Published 31 March 09 03:43 PM | Student Loan Girl 

For the first time, San Jose State University has turned away qualified students from its freshmen class — 4,400 students who live outside the county, to be exact — saying that budget cutbacks have forced the university to scale back enrollment, reports the San Jose Mercury News (“San Jose State University Rejects 4,400 Prospective Freshmen,” March 25, 2009).

Transfer students who had just completed their first year at a community college or applicants who were seeking their second bachelor’s degree were among those denied admission.

“The situation is unprecedented,” said Veril Phillips, vice president for student affairs at San Jose State. “We’ve never had a situation where there were so many applicants and we were not able to accommodate them.”

School administrators were told on Nov. 20 by California State University system chancellor Charles Reed to cap enrollment since funding hadn’t kept pace with the growing number of applications. The CSU system received approximately 10 percent less funding than it needed to meet current demand, the Mercury News reported.

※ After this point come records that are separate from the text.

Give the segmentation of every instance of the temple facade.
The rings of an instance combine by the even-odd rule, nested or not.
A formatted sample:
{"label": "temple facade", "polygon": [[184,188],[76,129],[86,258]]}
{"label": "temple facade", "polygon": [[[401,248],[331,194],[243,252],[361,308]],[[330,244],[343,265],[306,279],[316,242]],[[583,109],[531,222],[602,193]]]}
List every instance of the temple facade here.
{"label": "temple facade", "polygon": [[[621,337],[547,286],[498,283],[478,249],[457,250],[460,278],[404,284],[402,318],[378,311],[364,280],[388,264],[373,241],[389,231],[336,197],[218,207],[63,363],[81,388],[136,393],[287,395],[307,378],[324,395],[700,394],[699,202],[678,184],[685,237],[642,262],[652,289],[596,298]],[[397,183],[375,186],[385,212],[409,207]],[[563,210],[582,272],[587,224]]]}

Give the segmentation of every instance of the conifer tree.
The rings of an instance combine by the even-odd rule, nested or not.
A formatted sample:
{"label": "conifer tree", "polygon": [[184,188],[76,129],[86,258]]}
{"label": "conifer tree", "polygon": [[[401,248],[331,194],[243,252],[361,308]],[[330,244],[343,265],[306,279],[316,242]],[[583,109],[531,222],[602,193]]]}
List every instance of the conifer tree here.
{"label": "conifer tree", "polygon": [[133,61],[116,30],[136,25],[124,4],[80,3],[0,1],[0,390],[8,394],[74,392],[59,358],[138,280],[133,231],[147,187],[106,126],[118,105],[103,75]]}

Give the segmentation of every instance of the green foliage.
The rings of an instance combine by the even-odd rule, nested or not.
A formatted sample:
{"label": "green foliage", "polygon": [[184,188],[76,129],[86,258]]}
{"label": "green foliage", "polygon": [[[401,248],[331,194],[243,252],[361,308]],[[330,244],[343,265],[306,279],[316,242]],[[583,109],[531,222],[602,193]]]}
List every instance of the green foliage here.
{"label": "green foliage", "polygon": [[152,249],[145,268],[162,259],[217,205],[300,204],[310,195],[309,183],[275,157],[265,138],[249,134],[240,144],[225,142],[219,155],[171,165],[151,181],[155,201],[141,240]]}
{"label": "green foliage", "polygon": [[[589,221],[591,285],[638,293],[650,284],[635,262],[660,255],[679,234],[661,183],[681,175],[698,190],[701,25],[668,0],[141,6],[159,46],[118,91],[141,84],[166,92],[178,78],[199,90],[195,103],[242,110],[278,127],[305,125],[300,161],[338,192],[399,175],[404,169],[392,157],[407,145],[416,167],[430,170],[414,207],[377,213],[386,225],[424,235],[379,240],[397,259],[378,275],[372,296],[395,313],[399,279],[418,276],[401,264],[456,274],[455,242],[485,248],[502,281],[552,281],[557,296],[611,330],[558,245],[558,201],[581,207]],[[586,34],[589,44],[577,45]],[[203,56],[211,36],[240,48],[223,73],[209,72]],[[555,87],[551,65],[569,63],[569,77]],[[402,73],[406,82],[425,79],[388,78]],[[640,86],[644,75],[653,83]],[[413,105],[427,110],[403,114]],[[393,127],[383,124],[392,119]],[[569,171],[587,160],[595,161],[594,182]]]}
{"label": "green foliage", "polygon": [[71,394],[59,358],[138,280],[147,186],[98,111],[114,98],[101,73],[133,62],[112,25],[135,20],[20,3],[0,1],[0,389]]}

As a result, San Jose State was forced to accept only 29,750 students for the upcoming 2009-10 school year — a 9 percent dip from the 32,750 students the school enrolled last school year. Qualified students who applied prior to Nov. 20 were accepted, regardless of where they lived. After that date, however, only qualified Santa Clara County residents were admitted.

“Some students didn’t get in that applied. But most of them made other plans, to Cal State University-Monterey Bay or Cabrillo Community College,” said Julie Edwards Levy, manager of career services at Scotts Valley High School.

“They’re working with what they have to work with,” she added. “They’re not happy but they’re figuring it out.”